Take a few former 7 Mile Bridge Run champs, combine them with extreme triathletes, and toss in a few more runners who perennially sit atop race leaderboards in Monroe County – put another way, assemble the Keys’ own Avengers of distance running.
Then, tell them to go run 100 miles as fast as they can, and enjoy the show.
On May 17, first-place squad PeaK Pulse left no doubt in the team relay of the Keys 100 ultramarathon, keeping the pedal to the metal from Key Largo to Key West and completing the course in 10 hours, 26 minutes and 20 seconds.
We’ll save you the calculator – that’s an AVERAGE of 6 minutes, 15 seconds per mile, all done in mid-80s temperatures without a cloud in the sky.
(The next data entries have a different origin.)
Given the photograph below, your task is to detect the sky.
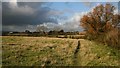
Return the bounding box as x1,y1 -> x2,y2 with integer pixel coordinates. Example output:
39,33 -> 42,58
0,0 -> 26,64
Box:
0,0 -> 118,32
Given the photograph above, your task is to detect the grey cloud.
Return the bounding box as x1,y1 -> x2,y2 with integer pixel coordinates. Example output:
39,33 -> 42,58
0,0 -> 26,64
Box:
2,2 -> 57,26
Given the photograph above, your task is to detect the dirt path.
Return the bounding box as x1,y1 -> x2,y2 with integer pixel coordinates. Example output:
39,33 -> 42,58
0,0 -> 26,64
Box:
74,40 -> 81,65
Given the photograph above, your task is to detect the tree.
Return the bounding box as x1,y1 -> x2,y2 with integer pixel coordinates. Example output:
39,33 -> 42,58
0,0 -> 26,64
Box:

The team arrived in Key West nearly 28 minutes before their next competitors, smashed their “kind of brutal” goal of 11 hours – their words, not ours – and topped the winning relay time from 2024 by more than an hour.
“Honestly, I just wanted to make as stacked a team as possible,” said Aydan Child, the 2019 Marathon High graduate and 2018 7 Mile Bridge Run champ who hatched the idea for PeaK Pulse’s squad with Marathon triathlete John “Bucky” Wile. Recruiting fellow triathlete Adam Matyi, the crew added Key West native and 2025 bridge run champ Owen Allen before turning to the Bursa brothers, Big Pine-based distance phenoms.
Fresh off their Marathon High School outdoor track season, the roster initially included younger brothers Vance and Tony, but a foot fracture sidelined Vance just days before the race, forcing a last-minute step-in by elder brother Jakub.


No longer involved in competitive racing since his 2024 graduation, Jakub told the Weekly he’d been running only eight miles per week, with most of his recent workouts replaced by distance cycling. And with essentially zero training fitting the nature of the race, the oldest Bursa brother turned in what his teammates called an “MVP performance,” nearly equaling his pace from high school races to match the team average during his 13 assigned miles.
“We didn’t know what to expect, and he came in and absolutely crushed it – the same (pace) as Bucky and I,” said Child. “Jakub stepping up and being able to hang in there and put that much heart and effort into it – that was crazy to see.”
Bursa wasn’t alone in gutting out a technically sound and blazing fast performance. Taking on the bridge he conquered just one month earlier, Allen gladly traded a heavy headwind from April for the heat of May, reportedly lighting up the seven-mile span in less than 40 minutes and dropping his pace below his championship-winning speed by more than 20 seconds per mile.
Taking advantage of nearly every opportunity to pass the baton, the team was the picture of consistency, hitting the 50-mile mark in exactly 5 hours and 13 minutes. And although some 50-mile relay teams had already reached the Seven Mile Bridge as PeaK Pulse passed through “downtown” Marathon, by the time they hit Key West, the crew had left even that race’s top finishers behind.
And while he couldn’t pound the pavement as one of the team’s fastest projected runners, his teammates had high praise for Vance’s role in facilitating the entire 100-mile effort.
“I was water boy, transition boy, fueling boy, hydration boy,” laughed Vance.
“It was a whole system, and we trusted each other,” said Tony. “We were all into it. It’s not like a race where it’s just you against you – you use the whole team, and it’s a lot more entertaining.”
“It was nothing but a great time,” said Child. “Vance was in a boot, but he had water, ice packs, keeping everything sorted and orderly. Having everything come to fruition and accomplishing our goals, and just all being there together at the end was really nice.”